GOVERNMENT AT ROME. The Romans had once been ruled by kings, but now their chief officers were consuls. Two consuls were chosen each year because the Romans feared that a single consul might make himself a king, or, at least, gain too much power. The real rulers of Rome, however, were the senators, the men who had held the prominent offices. There were assemblies of the people, but these generally did what the senators or other officers told them to do.

Among the interesting officers of Rome was the censor, who drew up a list or census of the citizens and of their property. Another officer was the tribune, chosen in the beginning by the plebeians to protect them against the patricians. The tribune was not at first a member of the senate, but he was given a seat outside the door, and if a law was proposed that would injure the plebeians, he cried out, "Veto," which means "I forbid," and the law had to be dropped. This is the origin of our word "veto."

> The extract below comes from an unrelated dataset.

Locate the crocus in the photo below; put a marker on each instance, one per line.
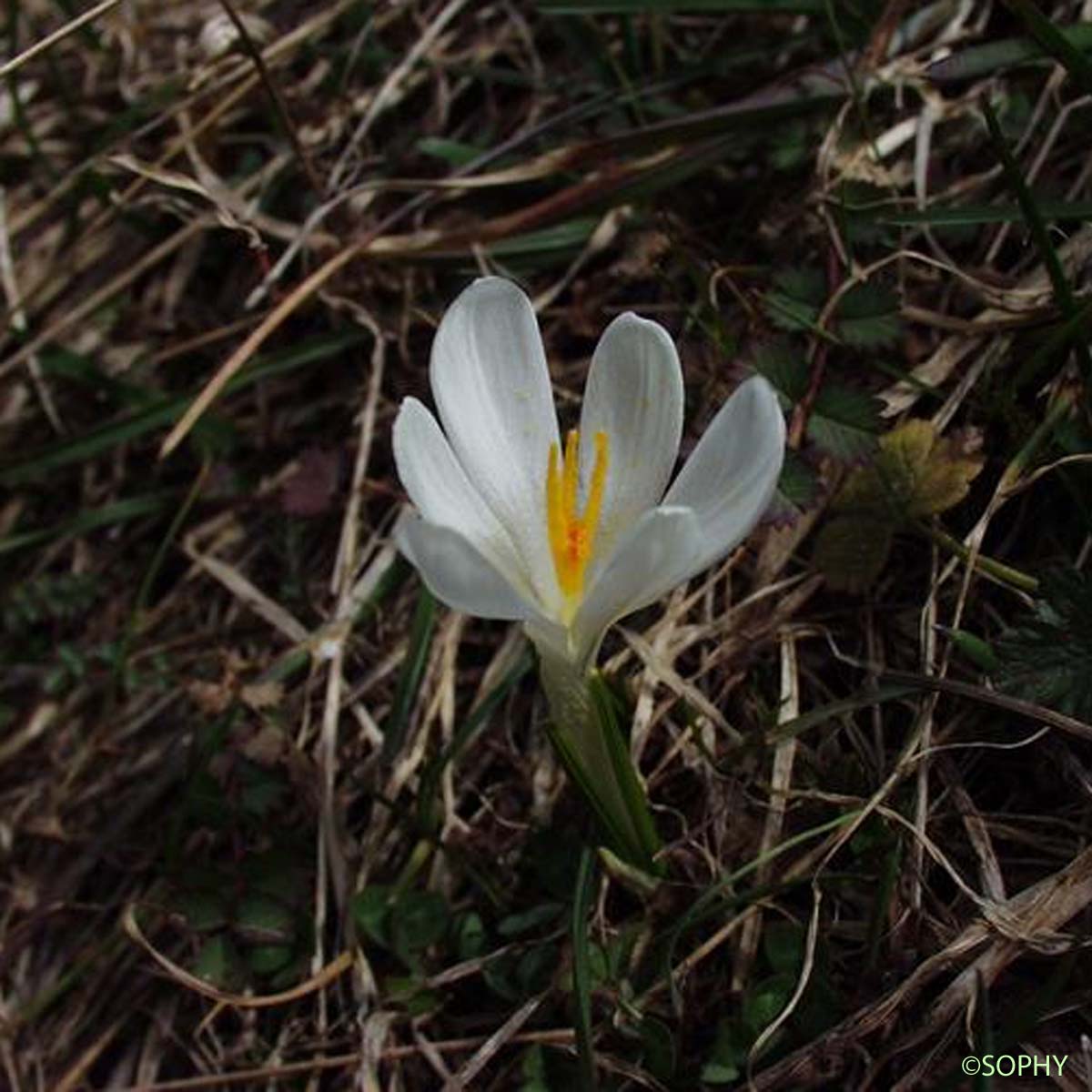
(571, 536)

HOW THE ROMANS TREATED THE ITALIANS. The Romans were wise in their dealings with the cities or tribes which they conquered. They not only sent out colonies of their fellow-citizens to occupy a part of the lands they had seized, but they also gave the conquered peoples a share in their government, and in some cases allowed them to act as citizens of Rome. These new Roman citizens helped the older Romans in their wars with other tribes. In this way Roman towns gradually spread over Italy.

QUESTIONS

EXERCISES

THE MEDITERRANEAN A ROMAN LAKE

ROME IN PERIL. The conquest of Italy by the Romans took about two hundred and fifty years. The conquest of the peoples living in the other lands on the shores of the Mediterranean took nearly as long again. Only twice in these four or five hundred years was Rome in serious danger of destruction. Once it was by the Gauls, as we have read, who captured all the city except the citadel. The second time it was by the Carthaginians, who lived on the northern coast of Africa. The Romans were finally victorious over all their enemies because they were patient and courageous in misfortune and refused to believe that they could be conquered.